Association of identified genes with RFS

The independent correlations of these 9 genes with overall survival were already tested above, with the survival plots shown in Figure 4. We also wondered whether those genes were associated with RFS. As shown in Figure 5, CD52 indicated delayed recurrence [HR (95% CI): 0.48 (0.28–0.82)], and NTRK2 also tended to be correlated with worse RFS, although statistical significance was not achieved [HR (95% CI): 0.64 (0.38–1.08)]. RAB11A but not MYO9A was more obviously in favour of accelerated recurrence or progression [HR (95% CI): 1.86 (1.11–3.13), 1.52 (0.88, 2.62), respectively]. As high-worsen genes, PKM and KARS also suggested poor RFS [HR (95% CI): 1.9 (1.13–3.17), 2.38 (1.35–4.19)]. Surprisingly, we found that the expression of ENO1, as a key enzyme in aerobic glycolysis, implied a worse OS but an improved RFS for LUSC patients [HR (95% CI): 0.52 (0.31–0.89)].

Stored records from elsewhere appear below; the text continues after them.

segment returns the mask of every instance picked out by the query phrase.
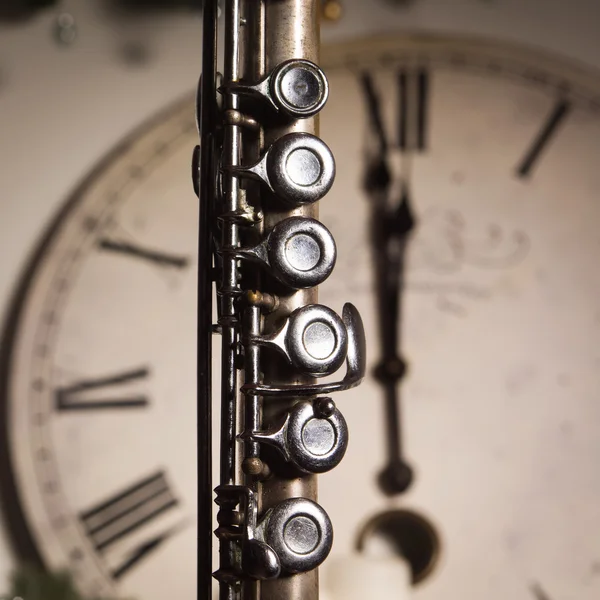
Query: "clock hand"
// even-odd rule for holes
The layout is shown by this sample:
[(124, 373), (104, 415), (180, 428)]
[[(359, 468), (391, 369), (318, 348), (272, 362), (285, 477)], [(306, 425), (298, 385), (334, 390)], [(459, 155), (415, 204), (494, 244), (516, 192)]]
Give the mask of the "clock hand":
[[(367, 168), (365, 189), (372, 202), (371, 243), (374, 250), (376, 293), (378, 299), (379, 337), (382, 360), (375, 376), (382, 384), (385, 395), (387, 466), (379, 476), (379, 485), (386, 494), (404, 492), (412, 481), (412, 469), (402, 458), (400, 395), (398, 383), (406, 366), (398, 355), (398, 325), (400, 292), (404, 275), (404, 253), (408, 235), (414, 226), (410, 210), (408, 173), (403, 177), (401, 197), (390, 206), (389, 193), (392, 177), (388, 165), (389, 144), (381, 113), (381, 103), (369, 73), (364, 73), (360, 84), (366, 101), (371, 131), (378, 151)], [(410, 167), (407, 157), (404, 166)]]
[(152, 539), (140, 544), (123, 562), (119, 565), (113, 572), (112, 576), (114, 579), (119, 579), (125, 573), (127, 573), (131, 567), (136, 565), (140, 560), (142, 560), (145, 556), (150, 554), (153, 550), (155, 550), (158, 546), (162, 545), (163, 542), (166, 542), (168, 539), (172, 538), (174, 535), (185, 529), (189, 525), (189, 521), (184, 519), (180, 523), (170, 527), (166, 531), (155, 535)]
[(400, 351), (401, 293), (404, 287), (405, 253), (414, 218), (408, 187), (403, 184), (401, 197), (393, 207), (374, 210), (373, 242), (375, 248), (378, 315), (381, 339), (381, 362), (375, 376), (384, 388), (388, 462), (379, 476), (387, 494), (401, 494), (412, 482), (412, 469), (403, 459), (402, 420), (399, 383), (406, 363)]

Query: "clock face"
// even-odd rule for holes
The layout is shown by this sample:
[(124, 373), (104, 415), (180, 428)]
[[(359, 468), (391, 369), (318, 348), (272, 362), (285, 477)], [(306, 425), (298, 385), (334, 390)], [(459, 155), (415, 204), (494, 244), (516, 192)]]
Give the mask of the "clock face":
[[(434, 38), (337, 46), (323, 64), (321, 135), (338, 173), (320, 212), (338, 263), (320, 301), (358, 306), (371, 364), (366, 85), (416, 218), (401, 319), (416, 478), (406, 496), (381, 496), (381, 392), (368, 380), (340, 396), (350, 446), (320, 478), (333, 552), (406, 506), (443, 542), (420, 598), (596, 598), (600, 78)], [(196, 139), (189, 97), (103, 160), (49, 229), (7, 323), (16, 542), (92, 595), (195, 593)]]

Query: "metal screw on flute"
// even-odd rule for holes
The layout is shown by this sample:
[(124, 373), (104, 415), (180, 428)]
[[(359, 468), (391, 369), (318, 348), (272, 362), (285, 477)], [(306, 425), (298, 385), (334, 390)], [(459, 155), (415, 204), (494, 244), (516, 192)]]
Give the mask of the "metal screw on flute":
[(308, 60), (290, 60), (272, 75), (271, 93), (278, 107), (299, 119), (317, 114), (329, 95), (325, 74)]

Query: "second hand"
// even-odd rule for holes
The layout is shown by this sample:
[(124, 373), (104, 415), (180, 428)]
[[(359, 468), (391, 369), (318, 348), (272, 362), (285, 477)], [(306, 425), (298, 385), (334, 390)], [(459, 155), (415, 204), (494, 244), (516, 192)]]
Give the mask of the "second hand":
[(378, 147), (367, 168), (365, 189), (372, 207), (370, 234), (381, 340), (381, 362), (375, 368), (375, 377), (381, 383), (385, 396), (387, 464), (379, 475), (379, 485), (385, 494), (396, 495), (405, 492), (413, 479), (413, 470), (403, 458), (399, 385), (406, 374), (406, 363), (400, 355), (399, 345), (405, 253), (415, 221), (410, 207), (406, 173), (409, 165), (406, 162), (403, 163), (405, 173), (400, 182), (400, 198), (390, 201), (389, 145), (380, 102), (368, 74), (363, 75), (361, 84)]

Figure 4 Overall survival curves of 9 identified hub genes analysed by the KM Plotter website.
Figure 5 Recurrence-free survival curves of 9 identified hub genes analysed by the KM Plotter website.

Hub gene expression validation

The mRNA expression level changes of these hub genes were further verified using paired cancer and adjacent tissues from 5 LUSC patients at our site. Consistent with the mRNA comparison results obtained from LCE, the mRNA level of NTRK2 (Figure 6A) was higher in cancer tissues than in adjacent tissues, and RAB11A (Figure 6B) and CD52 (Figure 6C) were significantly lower in cancer tissues than in adjacent tissues. However, no significant variations were found for other genes (Figure 6D,E,F,G,H,I).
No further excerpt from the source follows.